Bonus Reels at 10x is probably the most reasonable enhancement for regular session play.
Potential & Session Experience
Guitar Quest delivers strong session pacing. The Equalizer system prevents the base game from becoming repetitive, while both major bonus modes offer completely different styles of gameplay.
Backstage focuses on progression and feature accumulation. Solo Mode focuses on speed, pressure, and constant collection activity.
The lower Potential score mainly reflects the 10,000x ceiling itself. The mechanics often create the impression that the game should be capable of larger numbers than it actually allows.
Entertainment is where the game scores highest. Guitar Quest stays active almost constantly, and the combination of music, feature density, and escalating bonus structure makes it easy to continue playing for extended sessions.
Final Verdict
Guitar Quest is one of Relax Gaming’s more creative releases in recent years.
The Equalizer system gives the base game real momentum, Backstage delivers satisfying progression, and Solo Mode introduces a bonus structure that genuinely feels different from the endless stream of recycled hold-and-win features dominating the market.
The game is not perfect.
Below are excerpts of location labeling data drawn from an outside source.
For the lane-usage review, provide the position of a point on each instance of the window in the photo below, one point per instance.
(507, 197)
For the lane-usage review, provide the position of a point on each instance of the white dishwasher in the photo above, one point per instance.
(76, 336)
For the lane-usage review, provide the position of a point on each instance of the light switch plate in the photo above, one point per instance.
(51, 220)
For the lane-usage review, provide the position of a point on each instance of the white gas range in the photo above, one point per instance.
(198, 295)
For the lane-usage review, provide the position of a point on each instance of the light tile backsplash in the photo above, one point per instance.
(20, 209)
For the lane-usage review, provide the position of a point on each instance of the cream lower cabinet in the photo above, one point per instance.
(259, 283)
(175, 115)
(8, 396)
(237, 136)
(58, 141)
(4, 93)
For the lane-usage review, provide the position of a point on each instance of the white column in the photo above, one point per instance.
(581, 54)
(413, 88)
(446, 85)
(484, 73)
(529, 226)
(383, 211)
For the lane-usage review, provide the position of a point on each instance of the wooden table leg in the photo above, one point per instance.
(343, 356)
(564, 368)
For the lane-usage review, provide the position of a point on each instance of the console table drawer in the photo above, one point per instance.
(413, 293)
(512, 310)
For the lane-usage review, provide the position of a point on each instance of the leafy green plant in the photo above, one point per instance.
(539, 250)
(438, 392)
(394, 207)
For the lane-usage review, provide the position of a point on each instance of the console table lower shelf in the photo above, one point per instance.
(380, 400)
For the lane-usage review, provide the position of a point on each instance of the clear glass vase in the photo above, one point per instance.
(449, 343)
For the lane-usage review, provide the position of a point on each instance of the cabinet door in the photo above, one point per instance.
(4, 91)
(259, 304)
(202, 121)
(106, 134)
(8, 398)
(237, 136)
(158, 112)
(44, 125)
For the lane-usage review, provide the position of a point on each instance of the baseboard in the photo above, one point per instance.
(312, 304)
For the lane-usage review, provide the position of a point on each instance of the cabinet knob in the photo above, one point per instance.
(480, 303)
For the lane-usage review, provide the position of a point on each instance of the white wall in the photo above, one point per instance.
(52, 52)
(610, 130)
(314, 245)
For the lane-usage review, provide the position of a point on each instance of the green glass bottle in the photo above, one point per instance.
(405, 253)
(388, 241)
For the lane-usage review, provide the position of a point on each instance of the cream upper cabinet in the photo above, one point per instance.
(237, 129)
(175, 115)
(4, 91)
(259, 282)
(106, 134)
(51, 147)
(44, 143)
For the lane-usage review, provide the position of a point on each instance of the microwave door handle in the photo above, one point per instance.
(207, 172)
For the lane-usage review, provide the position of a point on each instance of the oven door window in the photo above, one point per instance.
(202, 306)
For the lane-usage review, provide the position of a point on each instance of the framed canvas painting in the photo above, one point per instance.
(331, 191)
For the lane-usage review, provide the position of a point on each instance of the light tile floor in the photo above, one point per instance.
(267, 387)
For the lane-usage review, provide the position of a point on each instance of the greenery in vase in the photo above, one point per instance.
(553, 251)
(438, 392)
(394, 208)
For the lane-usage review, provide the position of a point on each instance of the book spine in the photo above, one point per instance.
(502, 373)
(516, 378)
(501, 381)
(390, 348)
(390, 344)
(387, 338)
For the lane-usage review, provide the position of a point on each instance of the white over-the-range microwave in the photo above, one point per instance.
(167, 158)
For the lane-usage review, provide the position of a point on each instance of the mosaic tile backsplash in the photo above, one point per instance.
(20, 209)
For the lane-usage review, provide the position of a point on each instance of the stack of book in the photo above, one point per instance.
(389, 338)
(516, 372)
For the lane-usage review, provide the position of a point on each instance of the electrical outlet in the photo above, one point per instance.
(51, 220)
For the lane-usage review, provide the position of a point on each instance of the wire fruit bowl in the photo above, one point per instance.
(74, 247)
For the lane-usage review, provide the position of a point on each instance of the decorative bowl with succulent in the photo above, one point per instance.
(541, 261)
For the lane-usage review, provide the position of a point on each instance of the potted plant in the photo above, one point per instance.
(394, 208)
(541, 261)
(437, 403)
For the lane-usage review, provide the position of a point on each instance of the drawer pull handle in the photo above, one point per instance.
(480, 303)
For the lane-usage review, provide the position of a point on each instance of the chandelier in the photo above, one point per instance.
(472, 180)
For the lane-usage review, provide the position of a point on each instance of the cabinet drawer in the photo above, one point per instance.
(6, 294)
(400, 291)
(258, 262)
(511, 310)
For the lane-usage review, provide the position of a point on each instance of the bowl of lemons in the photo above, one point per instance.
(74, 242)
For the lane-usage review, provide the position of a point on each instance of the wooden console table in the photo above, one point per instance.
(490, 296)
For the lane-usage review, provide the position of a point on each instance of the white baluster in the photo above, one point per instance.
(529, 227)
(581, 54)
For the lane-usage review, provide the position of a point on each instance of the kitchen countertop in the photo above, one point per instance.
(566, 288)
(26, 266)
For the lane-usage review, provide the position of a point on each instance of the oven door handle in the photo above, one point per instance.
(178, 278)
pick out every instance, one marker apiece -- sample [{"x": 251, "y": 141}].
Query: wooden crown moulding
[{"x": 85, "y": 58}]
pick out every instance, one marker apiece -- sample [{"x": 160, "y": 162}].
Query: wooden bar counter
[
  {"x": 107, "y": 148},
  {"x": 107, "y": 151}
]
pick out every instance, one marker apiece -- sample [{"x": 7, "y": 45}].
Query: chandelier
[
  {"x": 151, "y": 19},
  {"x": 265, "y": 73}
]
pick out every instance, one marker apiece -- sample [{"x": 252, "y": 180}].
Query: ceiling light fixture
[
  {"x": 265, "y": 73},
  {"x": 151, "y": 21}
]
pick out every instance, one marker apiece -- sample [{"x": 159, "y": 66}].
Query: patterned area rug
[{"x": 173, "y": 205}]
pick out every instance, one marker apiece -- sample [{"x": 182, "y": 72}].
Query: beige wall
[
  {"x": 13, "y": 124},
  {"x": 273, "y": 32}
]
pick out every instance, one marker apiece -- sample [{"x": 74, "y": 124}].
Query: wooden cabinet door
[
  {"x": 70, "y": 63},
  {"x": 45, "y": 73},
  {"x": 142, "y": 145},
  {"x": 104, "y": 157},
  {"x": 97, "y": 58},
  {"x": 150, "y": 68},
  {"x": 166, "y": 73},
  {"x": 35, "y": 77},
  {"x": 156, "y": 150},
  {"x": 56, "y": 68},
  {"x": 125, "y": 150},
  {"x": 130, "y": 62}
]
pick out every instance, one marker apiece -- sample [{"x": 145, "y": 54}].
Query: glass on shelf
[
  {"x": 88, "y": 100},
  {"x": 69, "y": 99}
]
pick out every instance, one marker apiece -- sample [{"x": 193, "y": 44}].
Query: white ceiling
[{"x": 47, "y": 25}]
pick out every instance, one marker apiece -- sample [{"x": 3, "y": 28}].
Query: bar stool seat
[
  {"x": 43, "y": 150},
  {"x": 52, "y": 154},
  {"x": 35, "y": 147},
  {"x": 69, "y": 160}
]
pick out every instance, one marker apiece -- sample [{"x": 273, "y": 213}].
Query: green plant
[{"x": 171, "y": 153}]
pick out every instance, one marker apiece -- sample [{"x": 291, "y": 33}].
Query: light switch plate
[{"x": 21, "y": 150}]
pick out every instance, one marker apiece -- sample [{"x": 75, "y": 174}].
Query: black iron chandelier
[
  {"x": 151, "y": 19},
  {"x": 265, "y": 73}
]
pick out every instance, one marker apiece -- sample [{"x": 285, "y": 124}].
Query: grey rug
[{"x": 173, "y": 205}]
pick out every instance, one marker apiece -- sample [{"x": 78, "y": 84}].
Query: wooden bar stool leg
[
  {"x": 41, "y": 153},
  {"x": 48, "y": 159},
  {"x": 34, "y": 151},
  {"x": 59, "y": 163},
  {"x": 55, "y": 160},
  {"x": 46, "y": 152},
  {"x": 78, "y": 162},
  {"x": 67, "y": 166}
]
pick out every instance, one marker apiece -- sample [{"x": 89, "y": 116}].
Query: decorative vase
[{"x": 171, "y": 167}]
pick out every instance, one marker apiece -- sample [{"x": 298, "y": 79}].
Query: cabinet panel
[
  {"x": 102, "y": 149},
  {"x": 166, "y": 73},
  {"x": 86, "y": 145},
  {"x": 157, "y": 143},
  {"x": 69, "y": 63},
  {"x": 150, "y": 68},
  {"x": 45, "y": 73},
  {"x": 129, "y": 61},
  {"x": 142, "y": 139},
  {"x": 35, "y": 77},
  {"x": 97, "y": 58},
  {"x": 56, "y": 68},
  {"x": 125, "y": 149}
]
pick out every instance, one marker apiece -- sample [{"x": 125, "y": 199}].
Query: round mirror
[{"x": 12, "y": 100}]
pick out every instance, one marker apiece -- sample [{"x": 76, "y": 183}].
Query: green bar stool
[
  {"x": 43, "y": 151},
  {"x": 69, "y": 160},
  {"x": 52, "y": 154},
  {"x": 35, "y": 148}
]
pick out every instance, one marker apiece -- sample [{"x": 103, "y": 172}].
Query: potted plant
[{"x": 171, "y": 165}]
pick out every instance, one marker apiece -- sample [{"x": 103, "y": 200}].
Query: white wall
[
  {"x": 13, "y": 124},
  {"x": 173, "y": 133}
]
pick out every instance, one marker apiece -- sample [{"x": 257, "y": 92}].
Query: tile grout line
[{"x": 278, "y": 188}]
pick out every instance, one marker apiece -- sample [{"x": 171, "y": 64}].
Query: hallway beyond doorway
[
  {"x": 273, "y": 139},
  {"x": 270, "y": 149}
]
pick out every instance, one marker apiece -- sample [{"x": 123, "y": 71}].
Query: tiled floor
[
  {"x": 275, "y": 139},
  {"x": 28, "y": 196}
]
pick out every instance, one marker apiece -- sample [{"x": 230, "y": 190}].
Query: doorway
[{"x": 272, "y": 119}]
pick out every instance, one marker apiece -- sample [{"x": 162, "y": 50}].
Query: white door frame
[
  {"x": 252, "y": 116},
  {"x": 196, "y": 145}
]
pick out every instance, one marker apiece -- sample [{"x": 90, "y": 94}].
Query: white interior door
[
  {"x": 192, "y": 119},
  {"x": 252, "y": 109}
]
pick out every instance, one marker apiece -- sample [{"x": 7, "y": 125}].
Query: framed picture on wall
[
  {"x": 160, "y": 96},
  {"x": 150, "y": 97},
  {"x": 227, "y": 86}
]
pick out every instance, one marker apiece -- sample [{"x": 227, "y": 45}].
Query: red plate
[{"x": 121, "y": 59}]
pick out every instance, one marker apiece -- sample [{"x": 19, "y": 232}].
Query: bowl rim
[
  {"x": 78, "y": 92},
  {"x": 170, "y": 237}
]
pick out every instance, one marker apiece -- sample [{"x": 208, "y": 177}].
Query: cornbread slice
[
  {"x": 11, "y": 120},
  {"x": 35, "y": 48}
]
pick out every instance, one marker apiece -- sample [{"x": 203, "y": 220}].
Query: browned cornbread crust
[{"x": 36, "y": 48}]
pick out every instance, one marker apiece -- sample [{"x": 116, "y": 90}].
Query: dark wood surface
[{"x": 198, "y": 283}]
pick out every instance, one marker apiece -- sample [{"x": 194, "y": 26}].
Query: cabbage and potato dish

The max win ceiling feels conservative for the volatility level, and some Supercharge options push uncomfortable pricing territory. Alternative RTP versions also remain an industry-wide frustration.
But the overall experience works extremely well.
Most importantly, Guitar Quest feels like a slot built around gameplay pacing rather than just mathematical exposure — and that distinction matters.